Bu gelişmelerle birlikte Yunanistan Başbakanı Konstantin Karamanlis ve Başpiskopos Makarios; yakın gelecekte Enosis’e ulaşma konusundaki umutlarını kaybedecek ve muhatap almak istemedikleri Türkiye Cumhuriyeti ve Kıbrıs Türkleriyle görüşmelere başlamak durumunda kalacaklardı..19 Şubat 1959 Zürih ve Londra Antlaşmaları temelinde Türkiye, Yunanistan ve İngiltere’nin garantörlüğünde Kıbrıs Türk ve Rum Halklarının siyasi eşitliğine, egemenliğine ve ortaklığına dayalı olarak 16 Ağustos 1960 Lefkoşa Antlaşmalarıyla Kıbrıs Cumhuriyeti ilan edilirken 950 Yunan askeri ve 650 Türk askeri Mağusa Limanından adaya çıkarken 82 yıllık bir hasretin ardından Kıbrıs Türk halkı Türk askeriyle kucaklaşıyordu
Rum-Yunan ikilisinin Megali idea hayalleri çerçevesinde 21 Aralık 1963’te Akritas Planı uygulamaya konulmasının ardından Kıbrıs Cumhuriyeti yıkılır. Kıbrıs Türk Halkı 11 yıl boyunca TMT etrafında bütünleşerek Anavatanına güvenerek verdiği mücadelenin sonunda 20 Temmuz 1974 Barış Harekatının mutluluğunu yaşadı. Yıllarca devam eden görüşme sürecinde olumlu bir sonuç alınamamasının ardından self-determinasyon hakkını kullanarak 15 Kasım 1983’te bağımsız ve egemen devletimiz Kuzey Kıbrıs Türk Cumhuriyeti ilan edildi.

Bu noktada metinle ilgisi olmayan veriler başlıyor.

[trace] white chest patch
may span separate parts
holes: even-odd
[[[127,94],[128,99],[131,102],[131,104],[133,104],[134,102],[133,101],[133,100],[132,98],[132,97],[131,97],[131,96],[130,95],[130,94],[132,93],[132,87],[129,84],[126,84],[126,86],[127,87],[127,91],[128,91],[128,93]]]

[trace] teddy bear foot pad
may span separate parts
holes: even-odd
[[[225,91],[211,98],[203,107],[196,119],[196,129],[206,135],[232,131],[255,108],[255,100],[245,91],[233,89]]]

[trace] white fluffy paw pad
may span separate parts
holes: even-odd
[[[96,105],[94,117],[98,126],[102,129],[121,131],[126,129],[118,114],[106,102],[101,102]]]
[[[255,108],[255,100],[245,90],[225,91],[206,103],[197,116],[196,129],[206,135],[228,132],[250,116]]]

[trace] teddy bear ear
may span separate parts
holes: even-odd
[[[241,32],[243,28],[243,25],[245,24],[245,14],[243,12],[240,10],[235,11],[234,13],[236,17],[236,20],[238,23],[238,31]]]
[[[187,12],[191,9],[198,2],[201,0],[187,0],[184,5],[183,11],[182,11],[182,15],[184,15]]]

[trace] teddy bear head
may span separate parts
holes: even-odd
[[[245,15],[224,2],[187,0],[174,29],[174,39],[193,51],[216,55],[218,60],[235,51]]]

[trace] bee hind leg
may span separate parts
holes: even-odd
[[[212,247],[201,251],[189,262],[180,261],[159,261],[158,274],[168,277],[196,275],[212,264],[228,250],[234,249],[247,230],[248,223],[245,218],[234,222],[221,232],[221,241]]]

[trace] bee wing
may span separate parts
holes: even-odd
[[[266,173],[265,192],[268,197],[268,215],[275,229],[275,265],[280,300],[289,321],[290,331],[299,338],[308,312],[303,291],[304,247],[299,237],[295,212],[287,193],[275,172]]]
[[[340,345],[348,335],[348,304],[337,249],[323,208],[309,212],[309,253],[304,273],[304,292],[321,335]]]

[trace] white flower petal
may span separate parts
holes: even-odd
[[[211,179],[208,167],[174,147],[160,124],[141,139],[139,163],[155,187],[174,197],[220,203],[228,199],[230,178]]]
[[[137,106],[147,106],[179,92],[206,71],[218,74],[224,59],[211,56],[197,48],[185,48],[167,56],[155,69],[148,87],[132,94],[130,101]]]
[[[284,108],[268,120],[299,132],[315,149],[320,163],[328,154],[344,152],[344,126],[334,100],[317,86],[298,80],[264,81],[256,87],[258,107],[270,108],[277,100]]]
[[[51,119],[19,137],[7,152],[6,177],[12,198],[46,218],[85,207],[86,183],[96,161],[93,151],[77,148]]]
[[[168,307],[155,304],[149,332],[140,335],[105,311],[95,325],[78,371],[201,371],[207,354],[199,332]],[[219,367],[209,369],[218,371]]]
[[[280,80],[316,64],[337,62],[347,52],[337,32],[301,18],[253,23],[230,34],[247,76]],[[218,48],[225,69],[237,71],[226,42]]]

Bu noktada gençlerimize seslenmek istiyorum: Geçmişi iyi bilelim, geçmişten ders alalım ve geleceğe güvenle bakalım.. Kuzey Kıbrıs Türk Cumhuriyetini yüceltecek sizlersiniz. Unutmayınız ki barış ve huzur ancak güçlü bir bağımsız ve egemen Kuzey Kıbrıs Türk Cumhuriyeti ile mümkündür..Kıbrıs Türk Halkına düşen görev; aziz şehitlerimizin ve gazilerimizin, kahraman Mehmetçiklerimizin, TMT mensuplarının, Mücahit Halkımızın canı ve kanı pahasına kurulan bağımsız ve egemen devletimiz Kuzey Kıbrıs Türk Cumhuriyetini yaşatmak ve tanınmasını sağlamaktır.